Türkiye İstatistik Kurumu ve Türkiye Cumhuriyet Merkez Bankası tarafından gerçekleştirilen tüketici eğilim anketi sonuçlarına göre hesaplanan tüketici güven endeksi, Mayıs ayında 80,51 iken Haziran ayında yüzde 2,7 oranında azalarak 78,3’e geriledi. Tüketici güven endeksi, 0-200 aralığında değer alabilmektedir. 100’den büyük olması tüketici güveninde iyimser bir durumu, 100’den küçük olması ise kötümser bir durumu ifade etmektedir.
Mevcut dönemde hane halkının maddi durumuyla ilgili sorulara verilen yanıtlara dayanılarak hesaplanan endeks değeri, Haziran ayında bir önceki aya kıyasla yüzde 2,2 azalarak 63,8’e geriledi. Aynı şekilde, gelecek 12 aylık dönemde hane halkının maddi durum beklentisi yüzde 4,4 azalarak 79,2’ye, genel ekonomik durum beklentisi yüzde 2,8 azalarak 76,1’e ve dayanıklı tüketim mallarına harcama yapma düşüncesi yüzde 1,6 azalarak 94,0’a düştü.
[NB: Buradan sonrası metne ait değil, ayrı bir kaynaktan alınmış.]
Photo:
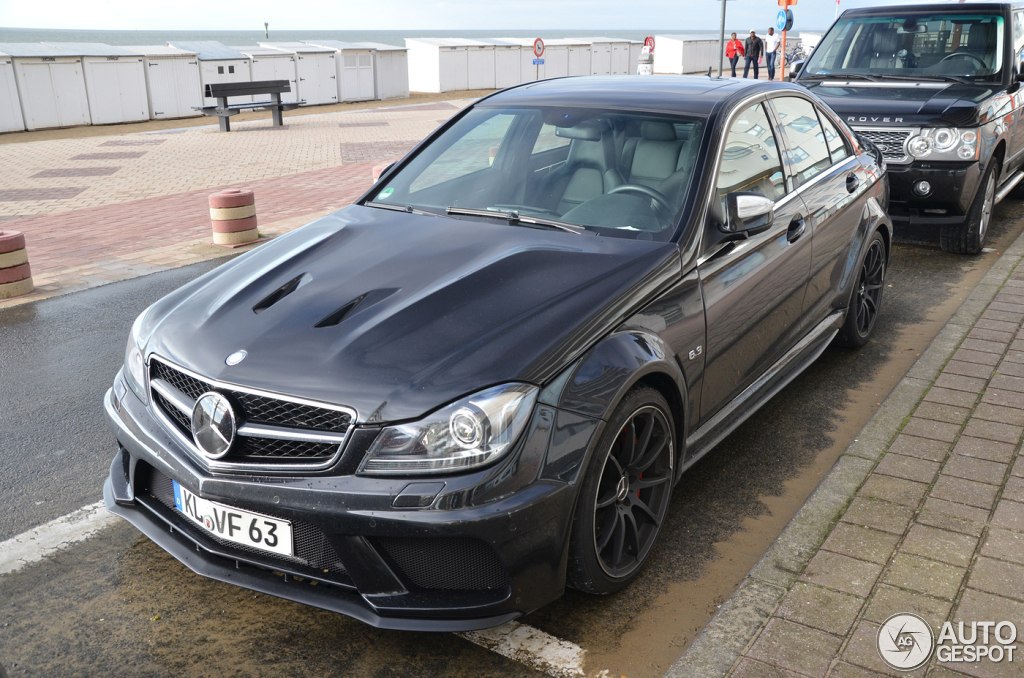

Tüketici güven endeksindeki bu düşüşler, tüketicilerin maddi durumlarına ve genel ekonomik duruma olan güvenlerindeki azalmayı göstermektedir. Gelecek döneme ilişkin beklentilerdeki bu negatif yönlü hareketler, tüketicilerin harcama eğilimlerini de etkilemektedir. Tüketici güven endeksindeki gerileme, tüketicilerin alım gücünde azalma ve gelecek döneme ilişkin belirsizliklerin etkisiyle yaşanmaktadır.
Özellikle maddi durum beklentilerindeki olumsuzlukların, tüketicilerin harcama kararlarını olumsuz etkileyebileceği düşünülmektedir. Tüketici güven endeksindeki düşüş eğilimi, ekonomik belirsizliklerin ve gelir beklentilerindeki zayıflamanın tüketiciler üzerindeki etkisini yansıtmaktadır. Bu durum, tüketicilerin harcama eğilimlerini ve ekonomik aktivitelerini sınırlayabilecek potansiyele sahiptir.
Sonuç olarak, tüketici güven endeksindeki gerileme, tüketicilerin maddi durum ve genel ekonomik beklentilerindeki olumsuzlukların bir göstergesi olarak karşımıza çıkmaktadır. Bu durum, tüketicilerin gelecek döneme ilişkin harcama planlarını ve tüketim tercihlerini etkileyebilecek önemli bir faktördür. Bu nedenle, tüketici güven endeksindeki değişimlerin yakından takip edilmesi ve ekonomik politikaların bu doğrultuda şekillendirilmesi gerekmektedir.